Palomid 529 in Patients With Neovascular Age-Related Macular Degeneration

• STUDY EYE INCLUSION CRITERIA:

  1. Participant must have active neovascular AMD in at least one eye (the study eye) as defined by the following criteria:

     • CNV in the setting of AMD resulting in fluid or blood within the macula as determined by clinical examination, OCT or FA.
     • The study eye has not responded to conventional anti-VEGF treatment (defined as the eye that has any persistent intraretinal cyst with a greatest linear dimension of at least 100 microns and/or subretinal fluid pocket with a height of at least 100 microns and/or the presence of any foveal fluid after four serial anti-VEGF intravitreal injections). The fluid state will be determined two weeks (plus or minus two days) after the last injection.
  2. Participant must have reasonably clear media and some fixation to allow for good quality OCT and fundus photography.
  3. Participant must have visual acuity of 20 over 40 or worse in the study eye. Participants who meet all other eligibility criteria and have visual acuity between 20 over 32 and 20 over 40 may be enrolled if their disease is considered vision-threatening as determined by the investigator (i.e., they have persistent fluid under the fovea and are not responding to standard-of-care anti-VEGF treatment).

INCLUSION CRITERIA:

• Participant must be 18 years of age or older.
• Participant must understand and sign the protocol s informed consent document.
• Female participants of childbearing potential must not be pregnant or lactating, must have a negative pregnancy test at screening and must be willing to undergo pregnancy tests throughout the study.
• Women of childbearing potential must agree to use reliable methods of contraception during the study period and for three months following the last injection.

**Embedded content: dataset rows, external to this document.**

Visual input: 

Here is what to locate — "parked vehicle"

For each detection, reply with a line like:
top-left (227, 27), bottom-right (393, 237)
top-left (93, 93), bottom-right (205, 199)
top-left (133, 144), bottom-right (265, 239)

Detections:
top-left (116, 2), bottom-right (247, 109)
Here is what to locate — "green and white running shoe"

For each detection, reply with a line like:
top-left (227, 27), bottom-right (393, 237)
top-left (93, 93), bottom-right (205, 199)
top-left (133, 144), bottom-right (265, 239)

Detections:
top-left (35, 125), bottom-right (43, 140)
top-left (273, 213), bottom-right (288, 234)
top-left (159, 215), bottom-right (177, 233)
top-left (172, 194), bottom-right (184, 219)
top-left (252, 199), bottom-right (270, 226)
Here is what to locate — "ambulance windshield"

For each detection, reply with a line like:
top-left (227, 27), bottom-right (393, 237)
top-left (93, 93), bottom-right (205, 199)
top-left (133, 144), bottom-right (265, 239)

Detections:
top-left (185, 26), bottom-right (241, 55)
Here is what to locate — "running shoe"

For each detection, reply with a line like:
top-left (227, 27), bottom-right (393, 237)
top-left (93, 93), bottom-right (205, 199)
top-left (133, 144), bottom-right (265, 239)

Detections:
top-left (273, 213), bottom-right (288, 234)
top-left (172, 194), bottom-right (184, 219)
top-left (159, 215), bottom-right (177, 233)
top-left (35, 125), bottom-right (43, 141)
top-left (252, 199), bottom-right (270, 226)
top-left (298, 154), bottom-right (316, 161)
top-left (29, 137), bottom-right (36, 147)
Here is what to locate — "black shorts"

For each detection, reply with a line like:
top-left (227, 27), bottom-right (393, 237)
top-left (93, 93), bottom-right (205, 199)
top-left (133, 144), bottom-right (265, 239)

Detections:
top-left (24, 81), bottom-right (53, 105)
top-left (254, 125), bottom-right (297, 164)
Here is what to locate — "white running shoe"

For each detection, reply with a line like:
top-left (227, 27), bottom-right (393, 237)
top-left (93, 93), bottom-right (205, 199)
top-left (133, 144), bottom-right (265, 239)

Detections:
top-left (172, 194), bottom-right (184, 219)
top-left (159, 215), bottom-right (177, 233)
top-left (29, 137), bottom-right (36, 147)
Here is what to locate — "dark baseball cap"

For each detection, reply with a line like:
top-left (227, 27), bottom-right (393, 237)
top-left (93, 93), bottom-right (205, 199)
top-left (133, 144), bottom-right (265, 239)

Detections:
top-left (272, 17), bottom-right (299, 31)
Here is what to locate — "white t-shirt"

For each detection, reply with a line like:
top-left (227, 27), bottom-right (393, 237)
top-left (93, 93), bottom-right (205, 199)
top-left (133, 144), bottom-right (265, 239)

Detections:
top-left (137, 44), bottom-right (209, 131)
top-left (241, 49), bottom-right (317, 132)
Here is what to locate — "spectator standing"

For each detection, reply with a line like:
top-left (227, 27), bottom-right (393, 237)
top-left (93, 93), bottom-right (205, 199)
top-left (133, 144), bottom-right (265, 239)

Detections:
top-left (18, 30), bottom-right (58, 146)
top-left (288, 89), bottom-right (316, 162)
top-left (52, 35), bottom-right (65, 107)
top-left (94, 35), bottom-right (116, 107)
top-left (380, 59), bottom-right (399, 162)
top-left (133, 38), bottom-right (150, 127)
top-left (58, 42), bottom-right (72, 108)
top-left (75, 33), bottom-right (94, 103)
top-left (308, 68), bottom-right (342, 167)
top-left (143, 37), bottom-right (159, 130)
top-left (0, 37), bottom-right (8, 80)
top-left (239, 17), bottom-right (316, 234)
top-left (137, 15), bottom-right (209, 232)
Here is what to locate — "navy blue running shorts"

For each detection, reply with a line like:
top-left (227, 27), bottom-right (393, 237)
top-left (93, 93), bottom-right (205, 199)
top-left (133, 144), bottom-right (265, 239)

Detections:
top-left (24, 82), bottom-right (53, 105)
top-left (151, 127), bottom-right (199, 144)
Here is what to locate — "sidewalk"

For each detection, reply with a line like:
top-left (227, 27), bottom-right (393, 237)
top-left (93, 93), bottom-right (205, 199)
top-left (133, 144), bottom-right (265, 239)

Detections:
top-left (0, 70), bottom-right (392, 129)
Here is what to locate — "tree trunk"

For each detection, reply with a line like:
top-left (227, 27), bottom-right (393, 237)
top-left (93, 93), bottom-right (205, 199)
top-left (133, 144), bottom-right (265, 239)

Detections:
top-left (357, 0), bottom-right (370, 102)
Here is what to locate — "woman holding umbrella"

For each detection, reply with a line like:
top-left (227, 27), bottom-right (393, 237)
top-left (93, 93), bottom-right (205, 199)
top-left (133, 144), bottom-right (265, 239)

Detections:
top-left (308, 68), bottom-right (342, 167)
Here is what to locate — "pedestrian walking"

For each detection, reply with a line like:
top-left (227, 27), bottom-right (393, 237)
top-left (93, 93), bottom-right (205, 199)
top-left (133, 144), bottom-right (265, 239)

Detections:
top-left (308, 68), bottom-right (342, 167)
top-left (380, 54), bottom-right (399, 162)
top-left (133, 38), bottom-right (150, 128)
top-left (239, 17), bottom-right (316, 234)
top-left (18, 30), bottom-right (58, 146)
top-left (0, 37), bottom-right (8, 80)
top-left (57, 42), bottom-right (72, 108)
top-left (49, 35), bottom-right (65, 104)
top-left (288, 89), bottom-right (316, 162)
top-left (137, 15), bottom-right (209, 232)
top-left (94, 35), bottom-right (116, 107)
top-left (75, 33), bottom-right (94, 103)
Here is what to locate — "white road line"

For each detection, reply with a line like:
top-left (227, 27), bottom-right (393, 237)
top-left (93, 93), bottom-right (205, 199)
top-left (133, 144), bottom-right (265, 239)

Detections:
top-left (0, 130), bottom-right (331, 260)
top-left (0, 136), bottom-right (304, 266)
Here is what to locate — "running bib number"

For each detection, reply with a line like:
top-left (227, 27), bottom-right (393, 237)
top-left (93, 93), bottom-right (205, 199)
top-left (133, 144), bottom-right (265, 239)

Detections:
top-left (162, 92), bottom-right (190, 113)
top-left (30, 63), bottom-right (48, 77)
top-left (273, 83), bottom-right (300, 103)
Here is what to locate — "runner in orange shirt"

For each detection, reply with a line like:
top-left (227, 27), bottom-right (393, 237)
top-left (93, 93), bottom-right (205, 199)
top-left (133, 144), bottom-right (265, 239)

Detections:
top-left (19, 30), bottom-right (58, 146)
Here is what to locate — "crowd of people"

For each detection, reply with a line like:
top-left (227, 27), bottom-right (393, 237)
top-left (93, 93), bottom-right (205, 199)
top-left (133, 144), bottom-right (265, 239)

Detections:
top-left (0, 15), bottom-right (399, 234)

Acceptable methods of contraception include hormonal contraception (i.e., birth control pills, injected hormones, dermal patch or vaginal ring), intrauterine device, barrier methods with spermicide (diaphragm with spermicide, condom with spermicide) or surgical sterilization (hysterectomy, tubal ligation or partner with vasectomy).

EXCLUSION CRITERIA:

• Participant is actively receiving another investigational study therapy. Participation in NIH protocol 08-EI-0103, High Speed Indocyanine Green Angiography Findings in Induction Regimen of Intravitreal Ranibizumab Injection for Neovascular Age-Related Macular Degeneration is allowed, if s/he has been enrolled for at least one year, as this is an imaging study providing standard-of-care ranibizumab.
• Participant is unable to comply with study procedures or follow-up visits.
• Participant has evidence of ocular disease other than neovascular AMD in the study eye that may confound the outcome of the study (i.e., diabetic macular edema, myopic choroidal neovascularization or uveitic macular edema).
• Participant has evidence of retinal pigment epithelial detachment (unless subretinal or intraretinal fluid is present)in the study eye.
• Participant received an anti-VEGF injection in the study eye within 12 days prior to enrollment.
• Participant received or has been receiving intraocular steroids in the study eye within four months prior to enrollment.
• Participant received or has been receiving immunosuppressive treatments (i.e., biologic or systemic steroids) within two months prior to enrollment. If the participant was on any systemic immunosuppressive treatment for at least two months prior to enrollment and meets the enrollment criteria of residual fluid after four serial anti-VEGF injections, then s/he is eligible to participate in the study as long as s/he will continue this specific systemic drug regimen for the entire study period.
• Participant is allergic to fluorescein dye or indocyanine green dye.
• Participant is allergic to shellfish or iodine.